Date October 31st , 2013
Place: Roeterseiland complex, building H, room 0.03 (REC-H 0.03 Symposiumzaal)
11.00 COFFEE and OPENING
11.15 - 12.00 Michael Franke ( Amsterdam): On the emergence of compositionality and sequentiality in signaling games
12.00 -12.45 Paul Vogt (Tilburg): Theoretical limitations of cross-situational word learning
12.45- 13.45 LUNCH
13.45 - 14.30 Michael Spranger (Paris): Evolutionary Semantics
14.30- 15.15 Simon Pauw (Amsterdam, Paris) Title Grounding quantifiers in spatial attention: Evolutionary language experiments with robots.The workshop is concluded with a public SMART lecture in a different building
16.00 Luc Steels (Brussels, Paris, Barcelona): Fluid Construction GrammarPlace: Building P (Euclides), room 2.27 (Plantage Muidergracht 24, Amsterdam)
A decisive step in the evolution of language was the transition from a holophrastic term language to a compositional language. A compositional language has structured linguistic expressions which are built up from simpler individually meaningful parts. The meaning of a complex expression is related in a systematic way to the meaning of the parts that it comprises. Much earlier work has suggested mechanism by which structured and compositional languages can emerge in populations of language using agents. The question to be addressed in this talk is slightly more concrete: how "smart" do language using agents have to be in order to acquire behavior that is indicative of rudimentary forms of compositionality and sequentiality? Game theoretic modeling suggests that not much sophistication is needed in principle, but that the emergence of compositionality and basic grammatical structure is not a sure outcome either, as it rather requires a fine mixture of stimulus generalization and expectations of regularity for proto-compositionality to evolve.
Abstract: In order to learn language, one needs to learn the mapping between form and meaning. An increasingly popular learning mechanism that is studied experimentally and computationally is cross-situational learning, where the learner acquires the correct mapping by analysing the co-variance across different situations in which a word occurs. In this talk, I will review a number of computational, mathematical and experimental studies on cross-situational learning that I have conducted over the years. I will not only focus on the strengths of cross-situational learning, but especially on the limitations of this mechanism.
Abstract: Natural Language is evidence for the ingenious ways humans conceptualize reality. English, for instance, provides various ways for talking about objects using many spatial relations such as front, back, up etc. Importantly, English allows to use these different spatial relations in many different conceptualization strategies. For instance, spatial relations can be used in group-based reference (adjectives), or to denote regions (prepositional use). Another type of evidence for the complexity of Natural language semantics comes from the analysis of cross-cultural variation which shows that languages other than English have found radically different ways for conceptualizing reality. E.g. Tzeltal speakers exclusively use absolute spatial relations such as uphill/downhill for talking about objects. These findings point to semantics as an evolutionary system in itself with wide-ranging impact on the evolution of language as a whole.

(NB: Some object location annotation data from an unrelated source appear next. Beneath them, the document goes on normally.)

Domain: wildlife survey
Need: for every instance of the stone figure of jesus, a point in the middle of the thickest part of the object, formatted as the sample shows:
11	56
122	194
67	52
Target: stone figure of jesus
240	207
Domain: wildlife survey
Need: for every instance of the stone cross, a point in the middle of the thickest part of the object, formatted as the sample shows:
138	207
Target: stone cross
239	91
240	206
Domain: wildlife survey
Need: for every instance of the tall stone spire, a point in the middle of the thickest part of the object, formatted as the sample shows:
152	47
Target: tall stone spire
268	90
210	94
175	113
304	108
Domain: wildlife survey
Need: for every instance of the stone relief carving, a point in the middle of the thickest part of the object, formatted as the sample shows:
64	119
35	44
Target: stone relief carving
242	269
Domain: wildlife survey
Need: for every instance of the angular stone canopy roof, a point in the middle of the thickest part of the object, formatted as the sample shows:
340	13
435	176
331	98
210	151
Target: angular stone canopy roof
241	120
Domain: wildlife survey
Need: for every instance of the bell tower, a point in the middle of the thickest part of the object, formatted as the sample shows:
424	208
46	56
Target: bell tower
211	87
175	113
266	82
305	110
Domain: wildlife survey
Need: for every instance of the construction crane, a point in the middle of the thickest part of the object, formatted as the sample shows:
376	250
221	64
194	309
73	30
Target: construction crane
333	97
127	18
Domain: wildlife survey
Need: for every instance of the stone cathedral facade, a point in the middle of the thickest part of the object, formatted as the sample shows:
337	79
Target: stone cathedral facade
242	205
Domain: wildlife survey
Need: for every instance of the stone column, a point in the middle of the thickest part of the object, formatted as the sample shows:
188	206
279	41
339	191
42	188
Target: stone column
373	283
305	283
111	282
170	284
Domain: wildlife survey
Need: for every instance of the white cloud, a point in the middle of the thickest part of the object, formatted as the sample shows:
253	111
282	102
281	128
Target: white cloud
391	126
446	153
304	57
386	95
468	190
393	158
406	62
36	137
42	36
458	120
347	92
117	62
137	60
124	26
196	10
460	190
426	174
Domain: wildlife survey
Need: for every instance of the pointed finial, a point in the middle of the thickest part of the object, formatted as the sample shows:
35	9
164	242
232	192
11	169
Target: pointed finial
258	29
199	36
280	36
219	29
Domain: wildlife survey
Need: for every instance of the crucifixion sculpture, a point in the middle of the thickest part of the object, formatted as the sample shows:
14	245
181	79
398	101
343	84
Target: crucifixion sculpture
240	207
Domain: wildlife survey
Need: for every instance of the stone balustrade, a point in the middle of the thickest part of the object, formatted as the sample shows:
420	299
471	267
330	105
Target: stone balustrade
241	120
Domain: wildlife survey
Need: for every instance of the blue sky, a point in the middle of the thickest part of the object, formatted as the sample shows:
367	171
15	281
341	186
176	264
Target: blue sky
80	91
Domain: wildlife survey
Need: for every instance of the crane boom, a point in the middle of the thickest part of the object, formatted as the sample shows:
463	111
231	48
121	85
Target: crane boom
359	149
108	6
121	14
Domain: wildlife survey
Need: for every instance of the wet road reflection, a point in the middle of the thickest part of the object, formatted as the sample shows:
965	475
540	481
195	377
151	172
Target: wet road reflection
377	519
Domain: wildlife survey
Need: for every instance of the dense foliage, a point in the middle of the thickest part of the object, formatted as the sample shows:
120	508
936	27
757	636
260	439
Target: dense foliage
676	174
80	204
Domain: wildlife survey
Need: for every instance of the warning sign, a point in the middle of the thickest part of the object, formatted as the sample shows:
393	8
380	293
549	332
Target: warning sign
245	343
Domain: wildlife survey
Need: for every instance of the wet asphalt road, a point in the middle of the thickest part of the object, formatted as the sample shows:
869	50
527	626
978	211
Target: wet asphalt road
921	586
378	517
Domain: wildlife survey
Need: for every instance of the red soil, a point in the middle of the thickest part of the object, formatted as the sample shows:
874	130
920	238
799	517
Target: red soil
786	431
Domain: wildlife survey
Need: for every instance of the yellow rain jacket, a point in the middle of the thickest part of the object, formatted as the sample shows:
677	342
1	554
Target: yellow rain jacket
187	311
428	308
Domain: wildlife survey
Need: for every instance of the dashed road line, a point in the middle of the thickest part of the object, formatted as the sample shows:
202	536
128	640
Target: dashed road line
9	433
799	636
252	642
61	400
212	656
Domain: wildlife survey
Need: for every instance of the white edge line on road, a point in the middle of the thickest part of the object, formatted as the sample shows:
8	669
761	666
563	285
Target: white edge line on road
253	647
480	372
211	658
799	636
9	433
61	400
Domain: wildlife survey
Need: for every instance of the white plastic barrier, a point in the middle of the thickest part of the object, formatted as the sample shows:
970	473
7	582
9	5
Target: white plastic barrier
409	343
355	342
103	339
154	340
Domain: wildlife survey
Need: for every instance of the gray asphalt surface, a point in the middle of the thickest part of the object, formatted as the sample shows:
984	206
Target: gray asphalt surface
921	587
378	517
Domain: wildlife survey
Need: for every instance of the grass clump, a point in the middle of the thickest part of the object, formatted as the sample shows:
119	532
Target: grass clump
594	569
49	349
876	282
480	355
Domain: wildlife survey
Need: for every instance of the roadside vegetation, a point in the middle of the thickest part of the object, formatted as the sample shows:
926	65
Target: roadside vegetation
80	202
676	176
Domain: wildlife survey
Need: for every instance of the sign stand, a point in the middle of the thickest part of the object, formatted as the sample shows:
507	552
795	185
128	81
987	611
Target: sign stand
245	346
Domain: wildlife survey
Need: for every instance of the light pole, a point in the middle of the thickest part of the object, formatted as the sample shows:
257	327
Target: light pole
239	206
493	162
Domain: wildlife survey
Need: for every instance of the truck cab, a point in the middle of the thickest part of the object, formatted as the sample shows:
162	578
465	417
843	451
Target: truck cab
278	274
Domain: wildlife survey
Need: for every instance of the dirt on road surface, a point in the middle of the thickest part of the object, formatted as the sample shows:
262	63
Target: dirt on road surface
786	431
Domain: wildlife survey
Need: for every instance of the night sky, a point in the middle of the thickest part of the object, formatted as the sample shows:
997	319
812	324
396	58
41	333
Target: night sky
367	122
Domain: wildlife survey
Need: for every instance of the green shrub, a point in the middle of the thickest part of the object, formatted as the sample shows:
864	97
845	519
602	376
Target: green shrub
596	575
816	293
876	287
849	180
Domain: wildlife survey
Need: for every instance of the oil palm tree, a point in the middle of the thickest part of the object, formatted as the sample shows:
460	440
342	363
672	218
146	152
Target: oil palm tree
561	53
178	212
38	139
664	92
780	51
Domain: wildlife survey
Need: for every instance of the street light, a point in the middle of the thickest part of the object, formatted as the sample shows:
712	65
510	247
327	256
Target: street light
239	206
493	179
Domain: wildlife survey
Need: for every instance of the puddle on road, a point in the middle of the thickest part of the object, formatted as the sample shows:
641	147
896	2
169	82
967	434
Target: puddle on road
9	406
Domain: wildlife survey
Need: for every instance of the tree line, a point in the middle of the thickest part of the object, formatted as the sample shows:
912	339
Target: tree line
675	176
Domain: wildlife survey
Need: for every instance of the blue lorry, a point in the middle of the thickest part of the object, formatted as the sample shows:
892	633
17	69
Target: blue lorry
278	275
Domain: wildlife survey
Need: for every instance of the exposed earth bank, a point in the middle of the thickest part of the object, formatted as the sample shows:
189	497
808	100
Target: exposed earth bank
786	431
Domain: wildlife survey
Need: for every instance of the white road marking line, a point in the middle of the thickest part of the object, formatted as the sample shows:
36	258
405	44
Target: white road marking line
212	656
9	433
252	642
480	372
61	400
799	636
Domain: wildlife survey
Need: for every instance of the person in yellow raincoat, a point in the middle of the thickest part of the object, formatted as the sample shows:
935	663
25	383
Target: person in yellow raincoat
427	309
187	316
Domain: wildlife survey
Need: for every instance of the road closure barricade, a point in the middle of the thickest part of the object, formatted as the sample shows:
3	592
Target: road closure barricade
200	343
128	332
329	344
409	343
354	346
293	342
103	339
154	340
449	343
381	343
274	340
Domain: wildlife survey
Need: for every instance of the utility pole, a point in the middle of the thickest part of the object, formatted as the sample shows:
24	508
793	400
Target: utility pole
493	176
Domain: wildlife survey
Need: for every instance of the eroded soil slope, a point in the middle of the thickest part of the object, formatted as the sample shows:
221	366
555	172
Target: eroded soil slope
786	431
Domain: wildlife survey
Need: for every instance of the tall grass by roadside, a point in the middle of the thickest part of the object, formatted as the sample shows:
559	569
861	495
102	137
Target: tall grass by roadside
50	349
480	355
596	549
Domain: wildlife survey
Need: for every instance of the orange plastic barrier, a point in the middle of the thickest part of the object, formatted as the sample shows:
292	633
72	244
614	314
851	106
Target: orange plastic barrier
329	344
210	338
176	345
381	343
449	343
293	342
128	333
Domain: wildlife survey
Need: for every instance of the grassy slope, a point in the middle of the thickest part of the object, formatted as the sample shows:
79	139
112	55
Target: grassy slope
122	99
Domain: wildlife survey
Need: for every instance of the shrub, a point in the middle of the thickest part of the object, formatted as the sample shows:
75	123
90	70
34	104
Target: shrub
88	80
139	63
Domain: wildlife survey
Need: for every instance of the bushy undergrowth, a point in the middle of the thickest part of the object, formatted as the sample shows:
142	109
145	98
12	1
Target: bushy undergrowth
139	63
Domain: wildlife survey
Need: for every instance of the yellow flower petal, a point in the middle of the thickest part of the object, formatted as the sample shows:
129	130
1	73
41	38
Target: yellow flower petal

This talk will introduce a computational system that allows to model complex conceptualizations underlying natural language, and enables robots to automatically conceptualize the world. In a second part we show how the system can be used to investigate the evolution of rich, open-ended semantics similar to those found in natural language. The talk primarily uses examples from investigations into spatial language, but other areas of language are also discussed.
This talk builds on the idea that human language can be seen as the result of an evolutionary process. The evolutionary paths that language follows are strongly influenced by the cognitive capabilities and limitations of humans. I will illustrate this link between cognition and language evolution for the quantifiers many and few through a number of robotic multi-agent experiments.
The talk discusses the research on language evolution that I have conducted with my students over the past decade. After a general introduction to our methodology and achievements, illustrated with some videoclips of language game experiments on real robots, I will focus on one spin-off of this research, namely a new computational formalism for the parsing, production and learning of construction-based grammars, known as Fluid Construction Grammar (FCG). FCG tries to combine the best ideas that have been around in computational linguistics for the past decades. The result is a new synthesis that allows integration of the constructional perspective, as well as great flexibility and robustness. The presentation is illustrated with a live demonstration of the FCG system in action.